Now, many are wondering if South African Airways is on the verge of collapse.
Early Friday, three leading travel insurance companies in South Africa stopped covering tickets issued by South African Airways against insolvency.
Even the country’s minister of finance, Tito Mboweni, wants to see the airline permanently grounded.
“It’s loss making,” Mboweni told an investment symposium in New York last year. “It seems to me you are very unlikely to sort out that situation. My view is, shut it down.”
Mboweni has recommended the airline maintain the brand name, but that the government should lease it out to a private firm to operate.
Mboweni’s Treasury has agreed to repay 9.2 billion rand ($620 million) in debts that will come due in the next three years. Beyond that, Mboweni said he will not approve further funds.
Professor Jannie Rossouw, head of the School of Economic and Business Sciences at the University of the Witwatersrand, commented there’s "no reason for the government to own an airline.”
Rossouw added if South African Airways had been shut down five years ago, it would have saved the taxpayers 20 billion-rand ($1.35 billion).
“South African Airways competes in a cut-throat industry with razor-thin margins. There are 50 airlines serving South Africa,” said Martin Kingston, board member of South African Airways.
After the end of apartheid in the early 1990s, South African Airways sought to establish dominance over Africa by arranging flights all over the continent. However, the airline suffered half-empty flights and endured heavy fuel burn on long trips. South African Airways also made costly mistakes in hedging the price of jet fuel. As a result, it hasn’t had a profitable year since 2010-11 and has since survived on state bailouts.
In addition, profitable state-owned carriers from Kenya and Ethiopia cut into South African Airways’ routes and profits.
South African Airways now has debts of some 100 billion rand ($6.77 billion), meaning finding a buyer will be difficult.
A planned equity stake in South African Airways by Emirates Airlines in 2015 was canceled by president Jacob Zuma. Reportedly, the reason for the withdrawal was that then-South African Airways Chairman Dudu Myeni, a friend of Zuma, did not want an outside shareholder watching over the airline’s operations.
It appears the public fund spigot is now shut off.
Public enterprises minister Pravin Gordhan said the government would not inject anymore cash into South African Airways.
"In addition to growing revenue, efficiencies must be improved and costs need to be reduced across the board,” Gordhan said in a statement.
Mboweni has placed greater emphasis on bailing out Eskom, the state-owned power utility which carries even larger debts -- $440 billion rand ($30 billion).
“The minister of finance is in an extremely difficult situation.

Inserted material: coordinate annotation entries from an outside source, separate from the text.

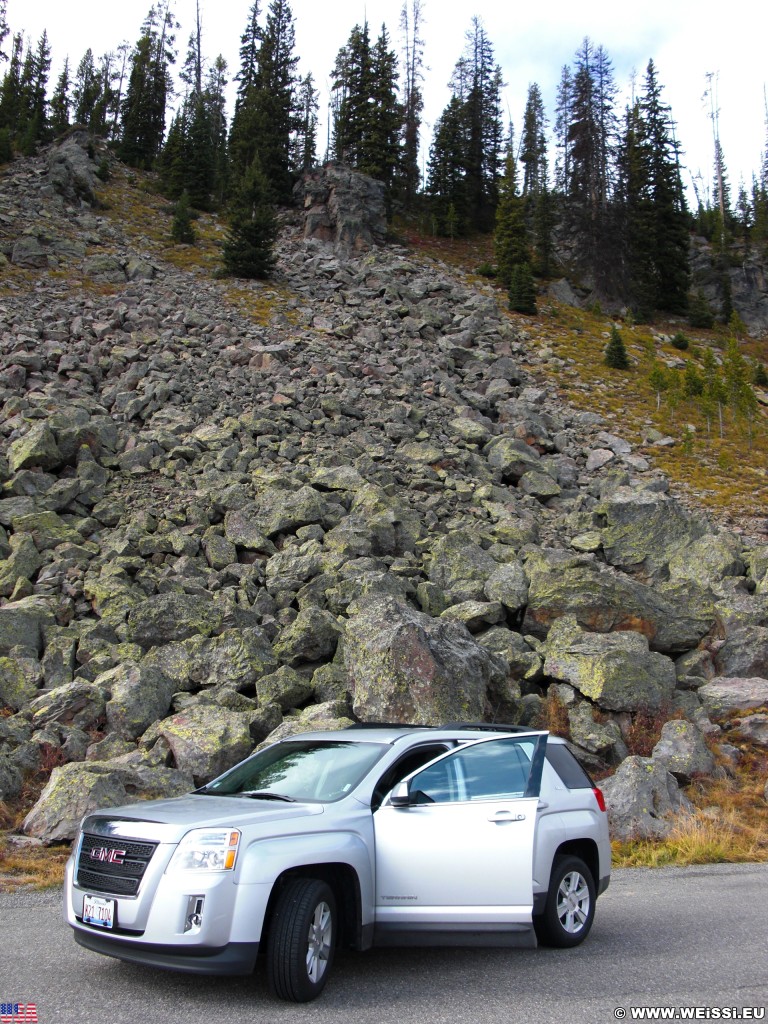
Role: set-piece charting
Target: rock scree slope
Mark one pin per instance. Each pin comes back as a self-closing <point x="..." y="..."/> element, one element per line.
<point x="218" y="528"/>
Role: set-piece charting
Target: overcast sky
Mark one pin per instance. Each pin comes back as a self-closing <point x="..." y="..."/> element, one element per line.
<point x="687" y="39"/>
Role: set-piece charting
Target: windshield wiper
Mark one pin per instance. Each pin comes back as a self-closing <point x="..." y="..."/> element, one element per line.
<point x="265" y="795"/>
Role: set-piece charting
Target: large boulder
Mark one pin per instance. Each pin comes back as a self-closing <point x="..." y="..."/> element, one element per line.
<point x="164" y="617"/>
<point x="682" y="751"/>
<point x="206" y="739"/>
<point x="461" y="567"/>
<point x="642" y="799"/>
<point x="235" y="658"/>
<point x="644" y="529"/>
<point x="76" y="790"/>
<point x="744" y="652"/>
<point x="139" y="696"/>
<point x="724" y="695"/>
<point x="22" y="624"/>
<point x="71" y="169"/>
<point x="674" y="616"/>
<point x="407" y="667"/>
<point x="342" y="207"/>
<point x="616" y="671"/>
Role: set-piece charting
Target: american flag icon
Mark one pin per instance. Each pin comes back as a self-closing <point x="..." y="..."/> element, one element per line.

He is highly fiscally constrained and one has to ask whether he can continually, in his words, bail out [state-owned enterprises],” Kingston added.

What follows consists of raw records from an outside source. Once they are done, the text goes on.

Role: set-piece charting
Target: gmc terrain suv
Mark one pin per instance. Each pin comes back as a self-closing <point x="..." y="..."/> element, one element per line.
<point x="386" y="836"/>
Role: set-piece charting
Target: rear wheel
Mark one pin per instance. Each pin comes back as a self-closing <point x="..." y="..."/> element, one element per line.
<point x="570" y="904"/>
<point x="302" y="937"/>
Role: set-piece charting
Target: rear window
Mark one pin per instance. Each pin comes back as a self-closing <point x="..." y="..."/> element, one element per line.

South African Airways employees went on strike in mid-November to protest planned job cuts – reportedly the airline was going to lay off about 1,000 of its 5,000-strong workforce.
The strike canceled thousands of flights at a cost of 50 million rand ($3.4 million) each day.

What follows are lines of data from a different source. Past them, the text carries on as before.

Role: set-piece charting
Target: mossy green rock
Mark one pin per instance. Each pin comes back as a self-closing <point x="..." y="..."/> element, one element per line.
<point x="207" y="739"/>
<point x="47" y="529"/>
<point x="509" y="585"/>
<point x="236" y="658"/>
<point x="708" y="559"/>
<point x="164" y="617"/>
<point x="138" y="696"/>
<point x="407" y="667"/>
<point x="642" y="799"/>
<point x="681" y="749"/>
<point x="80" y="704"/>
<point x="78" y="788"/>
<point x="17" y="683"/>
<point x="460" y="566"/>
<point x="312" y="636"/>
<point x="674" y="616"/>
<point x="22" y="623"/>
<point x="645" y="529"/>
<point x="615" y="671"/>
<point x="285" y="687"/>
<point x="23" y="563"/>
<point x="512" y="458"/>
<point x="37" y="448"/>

The strike lasted eight days with South African Airways offering a moratorium on layoffs and a 5.9% salary hike. Phakamile Hlubi-Majola, spokesperson for the National Union of Metalworkers, which represents most South African Airways employees, said: “We are dealing with an entity on the verge of collapse due to rampant looting and corruption. The problem has always been we’ve had a management board that refuses to address procurement issues up to now.”
In the event South African Airways collapses, Indigo Ellis, head of Africa research at Verisk Maplecroft in London said it would be tantamount to “a shock to both the economy and the population, as well as the perception of state-owned enterprises in general.”
Fabian de Beer, director of investments at Mergence Investment Managers in Cape Town, said losing South African Airways would be “a blow to national pride and have ramifications for industries and service providers tied and/or closely associated with it.”
Mike Schussler, an economist in Johannesburg, asserted the airline is doomed. “South African Airways as we know it will not be around in a few years time,” he said. “There can be parts that survive but overall they are gone.”
However, some faint signs of hope have emerged.
Ethiopian Airlines CEO Tewolde Gebre Mariam said his company might be willing to buy a stake in South African Airways. Richard Branson said his Virgin Atlantic would “definitely” consider investing in South African Airways if the Pretoria government approached him with an offer.